Still getting a bunch of these same errors as I try deletions here on Commons:

API request failed (backend-fail-internal): An unknown error occurred in storage backend "local-swift-eqiad". <i>at Wed, 20 Aug 2014 17:42:39 GMT</i> <u>served by mw1119</u>

Observed the same at Commons, no improvement seen.

API request failed (backend-fail-internal): An unknown error occurred in storage backend "local-swift-eqiad". <i>at Wed, 20 Aug 2014 21:26:31 GMT</i> <u>served by mw1132</u>

cagedbirdsinging wrote:

I just deleted 200+ files from Commons with no errors.

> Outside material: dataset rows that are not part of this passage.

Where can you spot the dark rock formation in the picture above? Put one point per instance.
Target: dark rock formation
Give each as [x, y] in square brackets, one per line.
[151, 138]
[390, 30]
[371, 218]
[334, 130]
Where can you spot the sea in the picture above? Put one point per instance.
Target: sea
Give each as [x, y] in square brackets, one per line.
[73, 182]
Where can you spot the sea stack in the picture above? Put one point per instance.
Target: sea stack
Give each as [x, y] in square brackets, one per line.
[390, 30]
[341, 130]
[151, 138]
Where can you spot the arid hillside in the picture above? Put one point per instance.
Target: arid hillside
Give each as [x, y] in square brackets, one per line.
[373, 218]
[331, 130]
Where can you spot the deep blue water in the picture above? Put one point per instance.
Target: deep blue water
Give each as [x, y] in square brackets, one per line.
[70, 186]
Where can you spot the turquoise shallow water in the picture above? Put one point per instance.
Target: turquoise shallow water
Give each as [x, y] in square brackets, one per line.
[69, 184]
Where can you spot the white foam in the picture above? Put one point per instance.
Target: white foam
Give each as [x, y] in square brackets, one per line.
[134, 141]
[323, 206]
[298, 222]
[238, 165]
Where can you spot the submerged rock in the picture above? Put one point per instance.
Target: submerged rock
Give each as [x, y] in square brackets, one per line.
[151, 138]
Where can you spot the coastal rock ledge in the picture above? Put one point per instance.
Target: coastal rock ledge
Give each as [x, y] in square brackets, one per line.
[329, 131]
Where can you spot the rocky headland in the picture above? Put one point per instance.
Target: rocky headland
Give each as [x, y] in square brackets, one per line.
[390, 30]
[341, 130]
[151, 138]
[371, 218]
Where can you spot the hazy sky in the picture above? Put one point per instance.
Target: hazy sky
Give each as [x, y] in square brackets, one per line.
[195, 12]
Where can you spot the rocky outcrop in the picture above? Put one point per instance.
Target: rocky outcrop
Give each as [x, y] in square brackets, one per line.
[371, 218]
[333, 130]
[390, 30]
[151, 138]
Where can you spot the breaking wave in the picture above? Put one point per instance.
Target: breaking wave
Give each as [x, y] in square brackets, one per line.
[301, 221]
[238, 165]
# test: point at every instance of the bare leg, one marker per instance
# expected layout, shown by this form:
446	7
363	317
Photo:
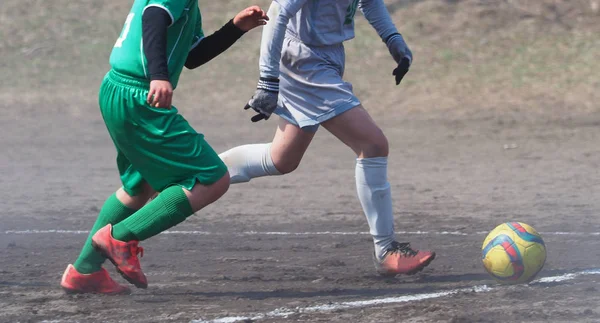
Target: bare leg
282	156
358	131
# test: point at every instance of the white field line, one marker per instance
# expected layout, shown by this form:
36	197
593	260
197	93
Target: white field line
329	307
286	233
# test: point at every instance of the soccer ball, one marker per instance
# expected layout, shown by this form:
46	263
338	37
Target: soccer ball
513	253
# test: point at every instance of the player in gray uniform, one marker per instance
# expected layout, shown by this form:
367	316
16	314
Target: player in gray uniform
302	64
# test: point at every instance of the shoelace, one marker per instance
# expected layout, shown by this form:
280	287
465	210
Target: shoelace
137	250
403	248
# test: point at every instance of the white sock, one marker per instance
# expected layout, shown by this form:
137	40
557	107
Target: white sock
249	161
375	197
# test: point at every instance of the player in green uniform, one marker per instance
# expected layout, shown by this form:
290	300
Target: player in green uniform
157	150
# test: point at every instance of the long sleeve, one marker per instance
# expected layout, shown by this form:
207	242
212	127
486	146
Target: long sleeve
273	35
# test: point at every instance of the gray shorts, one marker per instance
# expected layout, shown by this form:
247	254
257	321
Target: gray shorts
311	88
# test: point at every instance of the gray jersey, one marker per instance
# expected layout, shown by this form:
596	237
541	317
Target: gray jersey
321	22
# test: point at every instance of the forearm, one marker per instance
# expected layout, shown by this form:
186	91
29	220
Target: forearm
213	45
272	41
155	22
379	17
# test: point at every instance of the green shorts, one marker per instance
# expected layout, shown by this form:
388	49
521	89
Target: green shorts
154	145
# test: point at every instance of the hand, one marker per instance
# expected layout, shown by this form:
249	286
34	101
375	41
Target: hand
401	70
250	18
264	102
401	54
160	94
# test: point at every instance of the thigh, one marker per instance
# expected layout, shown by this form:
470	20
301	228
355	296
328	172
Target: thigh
358	130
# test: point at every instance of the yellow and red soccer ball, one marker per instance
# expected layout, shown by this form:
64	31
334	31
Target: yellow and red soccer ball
513	253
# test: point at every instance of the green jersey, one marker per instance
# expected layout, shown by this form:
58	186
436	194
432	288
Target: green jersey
183	34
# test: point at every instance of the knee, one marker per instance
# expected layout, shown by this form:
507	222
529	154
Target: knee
286	166
375	146
136	202
203	195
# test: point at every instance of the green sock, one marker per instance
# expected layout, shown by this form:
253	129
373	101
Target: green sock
168	209
113	212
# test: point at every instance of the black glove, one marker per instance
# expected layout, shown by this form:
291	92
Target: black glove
401	70
401	54
264	101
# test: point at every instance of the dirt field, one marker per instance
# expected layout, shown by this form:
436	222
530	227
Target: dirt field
474	142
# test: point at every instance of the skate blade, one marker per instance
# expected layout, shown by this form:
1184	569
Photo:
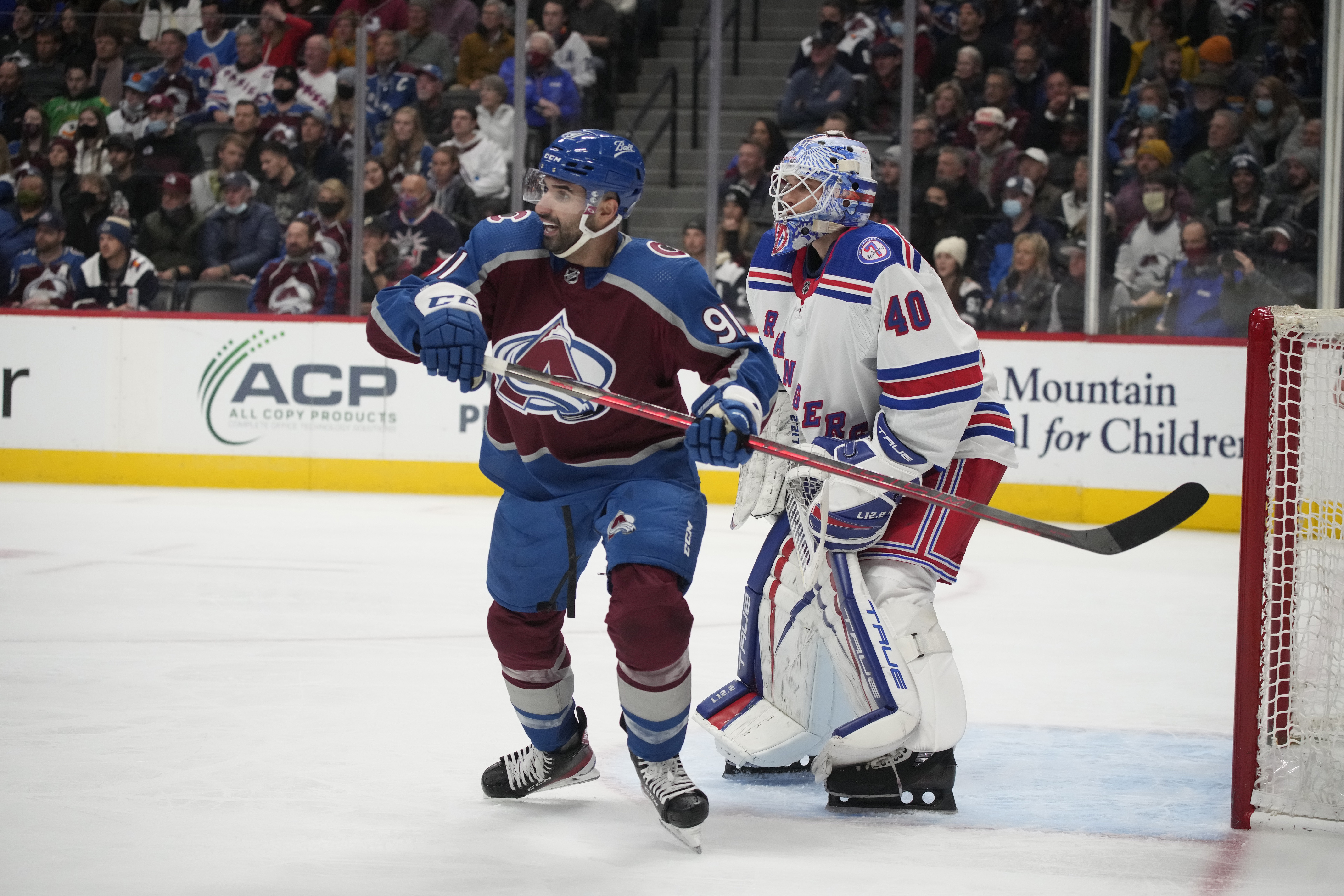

Not sure if this is related, but uploads have been failing with a similar message:

{"error":{"0":["backend-fail-internal","local-swift-eqiad"],"code":"internal-error","info":"An internal error occurred"},"servedby":"mw1202"}

The problem in comment 9 is clearly visible in ganglia. Don't see any obvious more recent issues on the same ganglia graphs.

https://ganglia.wikimedia.org/latest/?r=day&cs=&ce=&m=cpu_report&s=by+name&c=Swift+eqiad&h=&host_regex=&max_graphs=0&tab=m&vn=&hide-hf=false&sh=1&z=small&hc=4 (may need to adjust time period at the top depending on when you click the link)

(In reply to Fastily from comment #15)

Not sure if this is related, but uploads have been failing with a similar
message:

btw, please provide timestamps for when the errors happened if you have them! (e.g. comments 13/15)

same here, I can't see any obvious issues with swift after rebooting the machine that was causing the high load yesterday.

we are doing some tuning to the nagios alerts we get for swift to detect reoccurence (and a root cause/fix too!)

pierre-selim.huard wrote:

2014-08-21T13:57Z the bug strikes back!

API request failed (backend-fail-delete): Could not delete file "mwstore://local-swift-eqiad/local-public/c/ce/Крушение_поезда_в_московском_метро_15.07.2014.jpg"

Nick added a comment.Aug 21 2014, 2:05 PM

(In reply to Pierre-Selim from comment #19)

2014-08-21T13:57Z the bug strikes back!

API request failed (backend-fail-delete): Could not delete file
"mwstore://local-swift-eqiad/local-public/c/ce/
Крушение_поезда_в_московском_метро_15.07.2014.jpg"

Same file, slightly different error message.

Error deleting file: Could not delete file "mwstore://local-swift-eqiad/local-public/c/ce/Крушение_поезда_в_московском_метро_15.07.2014.jpg".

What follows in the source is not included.